Casting his mind back to his start in the game, Walton admitted he owed his parents a lot because while growing up in Wadebridge, Cornwall, was an enjoyable experience, from a football perspective it was never going to be an ideal location.
He explained: “I started at Plymouth’s academy when I was 10 so it was difficult and the taxi firm of Mum and Dad was certainly kept busy.
“Plymouth was the nearest club to where I lived but it was still an hour and a half away, and we did the three-hour round trip every Tuesday and Thursday night, plus there would be a game on the Saturday or Sunday so we spent a lot of time on the road.

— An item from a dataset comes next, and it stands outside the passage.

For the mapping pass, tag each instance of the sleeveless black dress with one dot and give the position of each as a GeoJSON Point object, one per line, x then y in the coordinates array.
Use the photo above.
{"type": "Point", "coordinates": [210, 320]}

“I was also a Plymouth fan and a season ticket holder so I wanted to go to all the games at Home Park as well, which sometimes meant four trips there and back in a week. My dad was always there to take me and although he loved it I’ll never be able to thank him enough for what he did.
“I think a lot of parents do that for their children but with us living where we did, and it being so isolated, it meant more time in the car than it would have been in other parts of the country. It wasn’t easy travelling as far as we did after I’d been at school so I’ll always be very grateful.”
The distance between Ipswich and the family home in Cornwall also makes it difficult and Walton added: “Where my parents live is a good seven hours from here and I’ve not been back since last summer.
“I always go back in the off-season but it’s not easy to make the journey when I’m playing football and it’s the same for them coming to see me.
“It’s not very accessible, that end of the country, and there isn’t the same number of transport links. When I was at Wigan on loan I could use the Manchester to Newquay flight, which was perfect, but I’m out on a limb here, so I’ll be struggling to get back to Cornwall until the season finishes.”
Asked which goalkeepers had inspired him, Walton said: “When I was a fan at Plymouth the goalkeeper was Romain Larrieu and I absolutely loved him. He was my biggest inspiration as a youngster but then at the top level I always enjoyed watching Edwin van der Sar and I was fortunate enough to see him live a few times.
“He was the best of all the keepers around at the time, in my opinion, and when he went to Manchester United I think he played a massive part in their team and the success they had
“ He was great to watch and so too was Petr Cech at Chelsea. There were a lot of goalies I loved to watch and I probably covered them all really, as I was a big fan of the goalkeepers when I watched games.”
Was there ever a chance of Walton playing in an outfield position? He laughed: “When I first started playing the rule was that the biggest went in goal. That was me and I’ve been there ever since; I’ve never played outfield.”
Finally, Walton was asked about his current form and whether there was more to come from him and he replied: “A lot, I hope, because I want to carry on improving while I’m here at Ipswich.
“I want to do the best I can and with the support we have from the new manager and staff at the club I can see everyone improving.
“It’s a good environment to be in and I’m looking forward to the challenge of helping the team and getting this club back up through the divisions.
“I’ve not played in the Premier League but I want to at some point. Either I do or I don’t but I believe in setting goals. You’ve got to be realistic and the next step is to win on Saturday and go from there, but I want to play at the highest possible level and with Ipswich I believe it is a massive possibility.
“We’re on a good run and it’s good to have a settled backline, whether it’s three or four, and to see the same faces in front of me on match days.
“There can be changes through injuries and stuff like that but I think it helps everyone when there is a settled line-up because it brings with it a bit of stability.
“Everyone knows their roles and the way we’re setting up to play at the moment is easier when you’re in a rhythm of games and you know the people around you at the back.”